If there is immediate danger, call 911. Help the person call 988. Stay in the conversation until they are connected with professional support.

Don't:

  • Promise to keep it secret
  • Try to argue them out of it with logical reasons to live
  • Leave them alone if you believe they are in danger
  • Say "think about what this would do to your family"
  • Project hope ("you have so much to live for") onto someone who can't feel it
  • Use religious guilt or shame

Do:

  • Listen without judgment
  • Express genuine care
  • Take every disclosure seriously
  • Help them connect with professional support
  • Follow up consistently

Faith as a Resource in Suicidal Crisis

For some Christians in suicidal crisis, faith is a genuine protective factor. The belief that their life is not their own to end, that God is present in the darkness, that the story is not over — these can provide crucial space between crisis and action.

But faith can also become a source of shame — the belief that having these thoughts means you've failed spiritually, that God must be angry, that "good Christians don't feel this way."

The pastoral task is to redirect faith toward its true object: the God who met Elijah under the juniper tree, who vindicated Job in his despair, who in Jesus entered the darkest human experience and came through it.

Psalm 88 — the darkest psalm, the only one that ends without resolution — is in the Bible. "Darkness is my closest friend" is Scripture. God put that there. He can receive the darkness without being destroyed by it.

The Long Road: Suicide Loss

For those who have lost someone to suicide, the grief is often complicated by theological questions about where their loved one is, by guilt about what they could have done, by anger, by profound loss.

Please know:

  • Suicide loss grief is among the most complex forms of grief
  • Specialized grief support (suicide loss support groups, therapists who specialize in suicide bereavement) is important
  • The theological questions are genuine and deserve honest pastoral engagement, not quick answers
  • God's mercy is larger than our categories
  • You are not responsible for what you did not know or could not stop

A Prayer in the Darkness

Lord, I don't want to be here anymore.
The pain is too much and I don't see a way through.

I know this isn't what you want me to feel.
I know the psalmists felt this too.
I know Elijah sat under this same tree.

I'm not asking for answers right now.
I'm just asking you to stay.

Don't let me be alone in this.
Lead me to someone who can help.
And if you can — let there be a morning.

Amen.

Crisis Resources:

  • 988 Suicide and Crisis Lifeline: Call or text 988
  • Crisis Text Line: Text HOME to 741741
  • International Association for Suicide Prevention: https://www.iasp.info/resources/Crisis_Centres/

Frequently Asked Questions

Is it okay to ask someone directly if they're thinking about suicide?
Yes. Research shows that asking directly does not increase suicide risk and often decreases it by opening a channel for honest conversation. Ask clearly: "Are you thinking about suicide?"

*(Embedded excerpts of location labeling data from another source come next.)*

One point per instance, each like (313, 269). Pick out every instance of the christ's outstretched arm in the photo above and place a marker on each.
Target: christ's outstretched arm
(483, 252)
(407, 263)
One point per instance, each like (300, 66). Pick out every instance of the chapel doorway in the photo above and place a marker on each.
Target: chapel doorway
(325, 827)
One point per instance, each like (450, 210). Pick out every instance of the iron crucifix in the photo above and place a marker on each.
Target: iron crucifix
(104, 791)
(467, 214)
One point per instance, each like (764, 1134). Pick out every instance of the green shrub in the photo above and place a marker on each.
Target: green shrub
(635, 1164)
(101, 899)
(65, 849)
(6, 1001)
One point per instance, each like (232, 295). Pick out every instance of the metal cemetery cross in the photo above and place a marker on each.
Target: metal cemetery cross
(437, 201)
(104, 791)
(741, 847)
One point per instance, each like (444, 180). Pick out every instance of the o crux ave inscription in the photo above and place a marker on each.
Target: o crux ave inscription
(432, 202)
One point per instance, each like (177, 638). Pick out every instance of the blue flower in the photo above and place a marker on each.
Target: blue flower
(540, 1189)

Is suicide an unforgivable sin?
Most thoughtful theologians and pastors today do not hold that suicide is automatically the unforgivable sin (blasphemy against the Holy Spirit). The traditional condemnation was shaped by cultural context and does not adequately account for the reduced culpability of people in psychiatric crisis. God's mercy is larger than our categories.

What does the Bible say about suicidal thoughts?
The Bible records multiple figures — Elijah, Job, Jeremiah, Jonah — expressing wishes to die. In each case, God responds with compassion rather than condemnation. This is significant pastoral and theological data.

How do I help a friend who is suicidal?
Ask directly, listen without judgment, don't leave them alone if in crisis, help them access professional support, remove means if possible, and follow up consistently. You are not responsible for saving them — but you can be a lifeline that connects them to help.

What if my family member died by suicide?
Seek specialized support — a grief counselor who specializes in suicide bereavement, a suicide loss support group (American Foundation for Suicide Prevention has a directory at afsp.org). The grief is real and complex, and you deserve support.